I verified the behavior you showed for

`mapTailRecursiveUsingDifferenceList`

and`mapUsingFold`

: when executed in the F# Interactive window, both functions have the correct behavior. I further verified that both functions have the same correct behavior when executed as a unit test compiled in`RELEASE`

mode. However, when executed as a unit test compiled in`DEBUG`

mode, both tests fail (technically aborted when using XUnit) because each overflows the stack. In contrast,`List.map`

has the correct behavior in all three situations.I haven't tested the same in Haskell. I don't even know if Haskell has complication modes like

`DEBUG`

and`RELEASE`

.Do you know how to implement

`map`

for`list`

in F# so that it does not stack overflow the stack even when executed in`DEBUG`

mode? Of course your function`mapTailRecursiveUsingRev`

achieves that goal. The problem that I actually want to solve is figure out how to implement`map`

for the type`'a -> 'b`

as a (covariant) functor in`'b`

in such a way that the stack does not overflow. See this issue for more details. I am thinking that seeing such a`map`

function implemented for`list`

without using`List.rev`

will help me figure out how to correctly implement this for the type`'a -> 'b`

as a (covariant) functor in`'b`

.Oh, that code partially answers my question. First, that is legacy code now. The current version is hosted in the dotnet/fsharp repository. Then

`List.map`

delegates to`Microsoft.FSharp.Primitives.Basics.List.map`

, which, by way of`mapToFreshConsTail`

calls the impure function`setFreshConsTail`

that is allowed to mutate the tail pointer of a cons cell.`List.map`

is "twice as fast" because it does "half as much work".`mapUsingFold`

calls`List.fold`

, which executes in linear time, to essentially compute the elements that will be in the final list. Then it calls`mapImp`

, which also executes in linear time, to construct that final list. In contrast,`List.map`

does both of those in one pass with its ability to mutate the tail pointer of a cons cell.I wonder if I can use mutability in a similarly pure way to achieve my goal.
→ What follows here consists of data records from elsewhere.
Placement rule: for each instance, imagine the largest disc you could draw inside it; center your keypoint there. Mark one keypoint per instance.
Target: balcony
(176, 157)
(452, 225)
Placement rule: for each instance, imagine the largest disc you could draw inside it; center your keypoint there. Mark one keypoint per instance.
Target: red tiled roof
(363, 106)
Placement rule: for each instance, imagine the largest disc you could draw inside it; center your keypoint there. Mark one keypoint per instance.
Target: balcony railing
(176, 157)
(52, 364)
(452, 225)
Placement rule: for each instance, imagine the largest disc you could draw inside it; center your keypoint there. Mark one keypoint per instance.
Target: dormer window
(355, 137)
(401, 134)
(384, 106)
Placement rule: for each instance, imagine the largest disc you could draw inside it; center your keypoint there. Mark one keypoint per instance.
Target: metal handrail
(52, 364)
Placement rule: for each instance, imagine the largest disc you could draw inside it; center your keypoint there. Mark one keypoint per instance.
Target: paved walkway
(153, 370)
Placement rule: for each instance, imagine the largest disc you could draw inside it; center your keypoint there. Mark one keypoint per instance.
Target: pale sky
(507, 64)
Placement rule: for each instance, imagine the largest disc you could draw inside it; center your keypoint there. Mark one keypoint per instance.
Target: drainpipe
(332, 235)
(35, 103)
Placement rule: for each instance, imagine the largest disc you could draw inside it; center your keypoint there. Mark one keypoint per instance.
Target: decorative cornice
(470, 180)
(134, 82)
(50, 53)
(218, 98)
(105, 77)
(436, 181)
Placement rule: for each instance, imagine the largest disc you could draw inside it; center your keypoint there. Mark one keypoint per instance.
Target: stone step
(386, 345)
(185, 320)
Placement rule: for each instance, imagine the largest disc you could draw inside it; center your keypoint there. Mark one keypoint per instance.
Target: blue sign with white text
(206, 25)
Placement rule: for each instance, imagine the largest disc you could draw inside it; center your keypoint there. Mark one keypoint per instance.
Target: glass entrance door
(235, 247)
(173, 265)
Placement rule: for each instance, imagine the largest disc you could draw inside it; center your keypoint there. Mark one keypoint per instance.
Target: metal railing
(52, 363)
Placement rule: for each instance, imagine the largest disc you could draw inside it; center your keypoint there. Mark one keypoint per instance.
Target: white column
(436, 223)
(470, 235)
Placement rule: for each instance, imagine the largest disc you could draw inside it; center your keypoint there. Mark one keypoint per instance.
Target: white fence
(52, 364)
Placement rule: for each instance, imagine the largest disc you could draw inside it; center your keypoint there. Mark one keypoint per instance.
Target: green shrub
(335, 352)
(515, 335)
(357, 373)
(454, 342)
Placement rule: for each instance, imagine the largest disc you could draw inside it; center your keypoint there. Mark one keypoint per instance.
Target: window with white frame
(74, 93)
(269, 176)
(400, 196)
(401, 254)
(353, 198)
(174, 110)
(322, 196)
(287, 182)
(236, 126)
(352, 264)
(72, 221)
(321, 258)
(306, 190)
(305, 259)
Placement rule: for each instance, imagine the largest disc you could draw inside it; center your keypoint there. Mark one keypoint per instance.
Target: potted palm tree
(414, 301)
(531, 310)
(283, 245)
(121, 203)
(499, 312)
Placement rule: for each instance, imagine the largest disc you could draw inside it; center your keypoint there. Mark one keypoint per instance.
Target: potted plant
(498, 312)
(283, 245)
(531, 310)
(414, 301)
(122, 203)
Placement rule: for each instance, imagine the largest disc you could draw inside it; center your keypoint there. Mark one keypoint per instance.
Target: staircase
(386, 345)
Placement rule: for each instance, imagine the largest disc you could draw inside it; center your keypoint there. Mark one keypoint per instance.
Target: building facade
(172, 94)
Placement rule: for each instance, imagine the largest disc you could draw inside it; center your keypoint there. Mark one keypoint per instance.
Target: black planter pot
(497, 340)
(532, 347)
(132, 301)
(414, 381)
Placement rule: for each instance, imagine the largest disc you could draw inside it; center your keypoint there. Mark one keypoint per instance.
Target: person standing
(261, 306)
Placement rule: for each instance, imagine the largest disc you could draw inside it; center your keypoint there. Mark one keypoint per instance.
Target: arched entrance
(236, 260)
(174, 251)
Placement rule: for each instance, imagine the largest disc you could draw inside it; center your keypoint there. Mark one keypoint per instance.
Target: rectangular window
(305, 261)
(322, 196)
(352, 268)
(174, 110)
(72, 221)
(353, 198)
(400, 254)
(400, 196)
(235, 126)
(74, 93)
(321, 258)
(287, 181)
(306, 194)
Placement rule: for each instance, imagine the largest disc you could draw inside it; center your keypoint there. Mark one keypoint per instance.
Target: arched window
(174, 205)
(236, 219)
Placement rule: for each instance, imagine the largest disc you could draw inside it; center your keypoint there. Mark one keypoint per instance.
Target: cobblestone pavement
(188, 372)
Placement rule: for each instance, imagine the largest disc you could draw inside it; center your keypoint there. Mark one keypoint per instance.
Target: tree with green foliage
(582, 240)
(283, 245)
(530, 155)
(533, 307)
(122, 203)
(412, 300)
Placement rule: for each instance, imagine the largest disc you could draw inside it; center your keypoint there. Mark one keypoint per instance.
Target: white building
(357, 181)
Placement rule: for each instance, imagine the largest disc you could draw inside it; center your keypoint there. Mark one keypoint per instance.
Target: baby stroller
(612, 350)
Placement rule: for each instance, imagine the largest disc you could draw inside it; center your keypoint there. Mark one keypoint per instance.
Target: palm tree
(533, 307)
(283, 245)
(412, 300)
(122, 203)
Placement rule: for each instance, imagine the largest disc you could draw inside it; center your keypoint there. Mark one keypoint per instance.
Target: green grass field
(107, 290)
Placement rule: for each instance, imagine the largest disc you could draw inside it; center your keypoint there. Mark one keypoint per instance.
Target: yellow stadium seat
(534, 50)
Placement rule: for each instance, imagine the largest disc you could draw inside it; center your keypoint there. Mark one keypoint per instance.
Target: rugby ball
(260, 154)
**Goes away to think**To avoid overflowing the stack, it is a necessary condition that all recursive calls are tail calls. However, this is not sufficient. In

`mapTailRecursiveUsingDifferenceList`

, it is crucial (at least in F#) that the function composition`acc << (cons (f h))`

(which I prefer to write as`(cons (f h)) >> acc`

) happened in that order. If John Hughes had designed the code differently so that the composition was`acc >> (cons (f h))`

(which, as you demonstrated, would be the correct output if only this change were made except with the order reversed), then the stack would still overflow even though all recursive fucntions only involve tail calls. See this comment for more information.I figured out how to use the difference list technique to avoid overflowing the stack when composing on the right. See this comment. I wonder if my implementation can be simplified. This problem of avoiding stack overflows when composing on the right has to be a standard problem with a well-known answer.
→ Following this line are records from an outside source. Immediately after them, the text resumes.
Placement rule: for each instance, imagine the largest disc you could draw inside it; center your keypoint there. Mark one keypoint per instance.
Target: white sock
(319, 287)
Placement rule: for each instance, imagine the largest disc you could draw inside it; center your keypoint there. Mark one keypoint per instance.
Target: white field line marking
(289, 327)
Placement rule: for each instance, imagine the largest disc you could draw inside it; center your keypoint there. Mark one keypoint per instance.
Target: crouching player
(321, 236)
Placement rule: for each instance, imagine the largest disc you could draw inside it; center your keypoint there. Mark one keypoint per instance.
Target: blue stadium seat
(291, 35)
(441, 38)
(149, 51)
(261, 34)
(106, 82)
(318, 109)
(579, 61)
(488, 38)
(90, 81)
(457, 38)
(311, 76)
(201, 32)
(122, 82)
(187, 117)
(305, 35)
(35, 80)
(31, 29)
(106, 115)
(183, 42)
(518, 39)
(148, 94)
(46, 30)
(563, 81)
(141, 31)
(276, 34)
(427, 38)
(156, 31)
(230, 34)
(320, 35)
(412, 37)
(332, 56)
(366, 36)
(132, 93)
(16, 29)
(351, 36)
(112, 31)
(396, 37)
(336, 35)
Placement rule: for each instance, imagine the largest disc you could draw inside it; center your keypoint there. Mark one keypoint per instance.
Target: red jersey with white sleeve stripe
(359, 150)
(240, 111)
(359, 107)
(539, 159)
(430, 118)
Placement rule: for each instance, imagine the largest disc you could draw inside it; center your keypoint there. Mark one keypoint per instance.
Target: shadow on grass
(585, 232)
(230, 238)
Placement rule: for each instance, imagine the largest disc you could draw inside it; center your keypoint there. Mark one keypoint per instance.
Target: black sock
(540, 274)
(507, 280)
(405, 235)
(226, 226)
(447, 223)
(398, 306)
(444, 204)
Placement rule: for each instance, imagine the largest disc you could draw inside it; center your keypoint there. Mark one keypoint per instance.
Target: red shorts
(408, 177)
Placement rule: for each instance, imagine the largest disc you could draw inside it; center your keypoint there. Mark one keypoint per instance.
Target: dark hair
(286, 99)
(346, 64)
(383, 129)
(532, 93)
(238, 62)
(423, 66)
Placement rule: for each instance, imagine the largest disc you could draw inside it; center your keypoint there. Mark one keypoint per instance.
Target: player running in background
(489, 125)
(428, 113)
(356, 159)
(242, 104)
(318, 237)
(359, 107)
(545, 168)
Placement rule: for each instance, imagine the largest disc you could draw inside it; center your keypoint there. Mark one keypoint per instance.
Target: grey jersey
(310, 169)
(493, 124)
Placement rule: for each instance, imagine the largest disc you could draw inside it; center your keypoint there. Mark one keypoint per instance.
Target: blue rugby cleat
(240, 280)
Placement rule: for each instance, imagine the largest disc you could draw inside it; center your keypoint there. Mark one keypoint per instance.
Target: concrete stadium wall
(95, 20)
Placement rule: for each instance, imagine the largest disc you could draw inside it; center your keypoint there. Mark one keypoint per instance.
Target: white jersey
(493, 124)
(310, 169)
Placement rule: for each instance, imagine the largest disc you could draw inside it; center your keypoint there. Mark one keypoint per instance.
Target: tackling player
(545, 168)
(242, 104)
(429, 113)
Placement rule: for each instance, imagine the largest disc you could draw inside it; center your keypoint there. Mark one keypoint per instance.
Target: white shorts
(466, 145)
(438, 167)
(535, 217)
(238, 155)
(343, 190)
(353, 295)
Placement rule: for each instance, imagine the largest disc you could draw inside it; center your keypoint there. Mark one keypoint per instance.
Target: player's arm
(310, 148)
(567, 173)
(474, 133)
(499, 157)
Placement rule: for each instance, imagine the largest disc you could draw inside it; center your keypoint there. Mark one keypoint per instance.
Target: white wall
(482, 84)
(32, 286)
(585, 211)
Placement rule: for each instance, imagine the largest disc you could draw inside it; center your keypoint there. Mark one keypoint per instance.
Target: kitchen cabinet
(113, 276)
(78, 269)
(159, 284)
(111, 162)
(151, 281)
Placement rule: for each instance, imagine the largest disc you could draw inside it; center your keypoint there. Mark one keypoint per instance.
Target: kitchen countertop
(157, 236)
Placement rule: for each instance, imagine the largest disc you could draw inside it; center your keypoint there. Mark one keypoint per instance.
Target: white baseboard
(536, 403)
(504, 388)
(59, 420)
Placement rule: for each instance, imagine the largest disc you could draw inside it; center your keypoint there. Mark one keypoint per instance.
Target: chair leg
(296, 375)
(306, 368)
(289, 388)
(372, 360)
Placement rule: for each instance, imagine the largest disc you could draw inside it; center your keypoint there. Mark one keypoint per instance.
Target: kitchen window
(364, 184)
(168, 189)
Thanks for being a great place for me to share this partial stream of consciousness that I have had over the last couple days.

P.S. You can simplify

`mapTailRecursiveUsingDifferenceList`

a bit. The local function`mapImp`

is always given the same value of`f`

. Therefore, this arguemnt can be removed (since the same`f`

is also in scope). The resulting code does not overflow the stack (which, again, is a stronger statement than staying that all recursive calls in`mapImp`

are tail calls). You essentially made this simplification when you implemented`mapUsingFold`

.Tyson, thank you for writing. I have to admit that I've now lost track... Did you manage to unravel all you wanted to know by yourself, or is there still a question left?